In order to install Orio to an alternate location, users need to supply a base directory for the installation. For instance, the following command will install an orcc script under /home/username/bin, and also put an orio module under /home/username/lib/python/site-packages.

% tar -xvzf orio.tar.gz
% cd orio
% python install --prefix=/home/username

It is also important to ensure that the installed Orio module location is included in the PYTHONPATH environment variable. Similarly, users can optionally include the installed orcc script location in the PATH shell variable. To do this for the above example, the following two lines can be added in the .bashrc configuration file (assuming the user uses Bash shell, of course).

export PYTHONPATH=$PYTHONPATH:/home/username/lib/python/site-packages
export PATH=$PATH:/home/username/bin

Structure of Orio Framework

The picture shown below depicts at a high level the structure and the optimization process of the Orio framework.

As the simplest case, Orio can be used to speed up code performance by performing a source-to-source transformation such as loop unrolling and memory alignment optimizations. First, Orio takes a C code as input, which contains syntactically structured comments utilized to express various performance-tuning directives. Orio scans the annotated input code and extracts all annotation regions. Each annotation region is then passed to the code transformation modules for potential optimizations. Next, the code generator produces the final code with various optimizations being applied.

Furthermore, Orio can also be used as an automatic performance tuning tool. The system uses its code transformation modules and code generator to generate an optimized code version for each distinct combination of performance parameters. And then, the optimized code version is empirically executed and measured for its performance, which is subsequently compared to the performances of other previously tested code variants. After iteratively evaluating all code variants under consideration, the best-performing code is generated as the final output of Orio.

Because the space of all possible optimized code versions can be exponentially large, an exhaustive exploration of the search space becomes impractical. Therefore, several search heuristics are implemented in the search engine component to find a code variant with near-optimal performance.

The tuning specifications, written by users in the form of annotations, are parsed and used by Orio to guide the search and tuning process. These specifications include important information such as the used compilers, the search strategy, the program transformation parameters, the input data sizes, and so on.

User Guide

As previously discussed , Orio has two main functions: a source-to-source transformation tool and an automatic performance tuning tool. In the following subsections, simple examples are provided to offer users the quickest way to begin using Orio. But first, a brief introduction to the annotation language syntax is presented next.

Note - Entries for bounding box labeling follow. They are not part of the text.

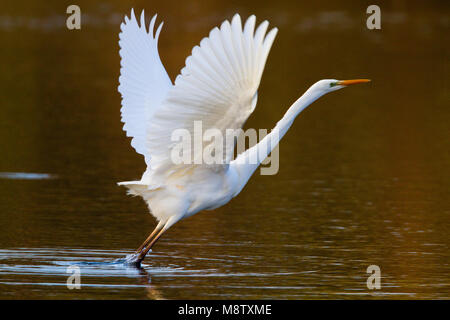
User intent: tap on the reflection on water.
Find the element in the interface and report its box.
[0,172,55,180]
[0,1,450,299]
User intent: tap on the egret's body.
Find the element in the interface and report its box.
[119,11,367,264]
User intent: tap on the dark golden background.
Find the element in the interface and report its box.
[0,0,450,299]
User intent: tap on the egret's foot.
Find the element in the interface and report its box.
[123,253,141,267]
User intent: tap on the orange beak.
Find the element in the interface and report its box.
[338,79,370,86]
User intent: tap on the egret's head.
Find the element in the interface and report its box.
[311,79,370,94]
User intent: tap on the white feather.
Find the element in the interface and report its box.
[118,10,172,165]
[146,15,277,175]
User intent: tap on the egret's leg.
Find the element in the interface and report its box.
[136,221,164,253]
[136,216,181,265]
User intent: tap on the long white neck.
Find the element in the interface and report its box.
[230,87,324,195]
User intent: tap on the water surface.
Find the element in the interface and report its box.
[0,1,450,299]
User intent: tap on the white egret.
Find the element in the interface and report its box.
[118,10,369,265]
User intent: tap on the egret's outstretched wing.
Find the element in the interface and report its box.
[147,14,277,169]
[119,10,172,165]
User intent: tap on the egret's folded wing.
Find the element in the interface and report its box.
[147,15,277,172]
[118,10,172,165]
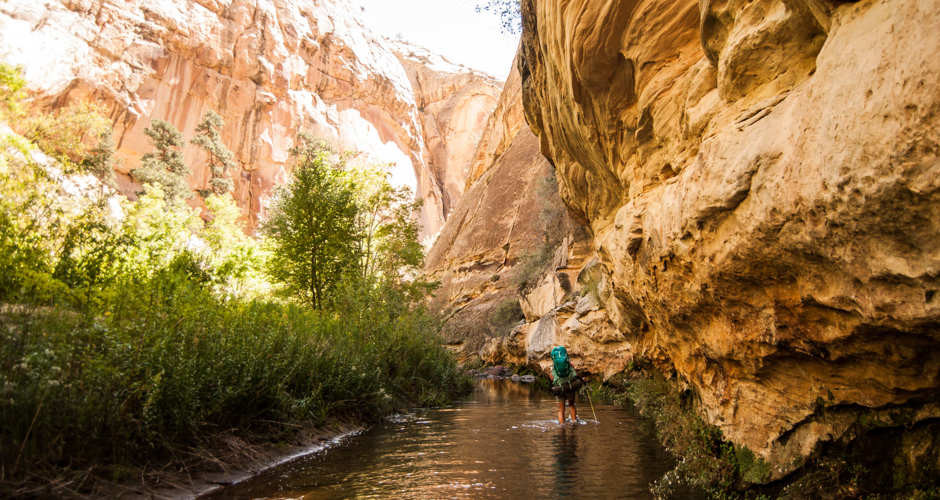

Annotation Language Syntax

Orio annotation is denoted as a stylized C comment that starts with '/*@' and ends with @*/. For instance, the annotation /*@ end @*/ is used to indicate the end of an annotated code region. The following simple grammar illustrates the fundamental structure of Orio annotations.

<annotation-region> ::= <leader-annotation> <annotation-body> <trailer-annotation>
<leader-annotation> ::= /*@ begin <module-name> ( <module-body> ) @*/
<trailer-annotation> ::= /*@ end @*/

An annotation region consists of three main parts: leader annotation, annotation body, and trailer annotation. The annotation body can either be empty or contain C code that may include other nested annotation regions. A leader annotation contains the module name of the code transformation component that is loaded dynamically by Orio. A high level abstraction of the computation and the performance hints are coded in the module body inside the leader annotation and are used as input by the transformation module during the transformation and code generation phases. A trailer annotation, which has a fixed form (i.e. /*@ end @*/), closes an annotation region.

A concrete example of an annotated application code can be seen in the next subsection.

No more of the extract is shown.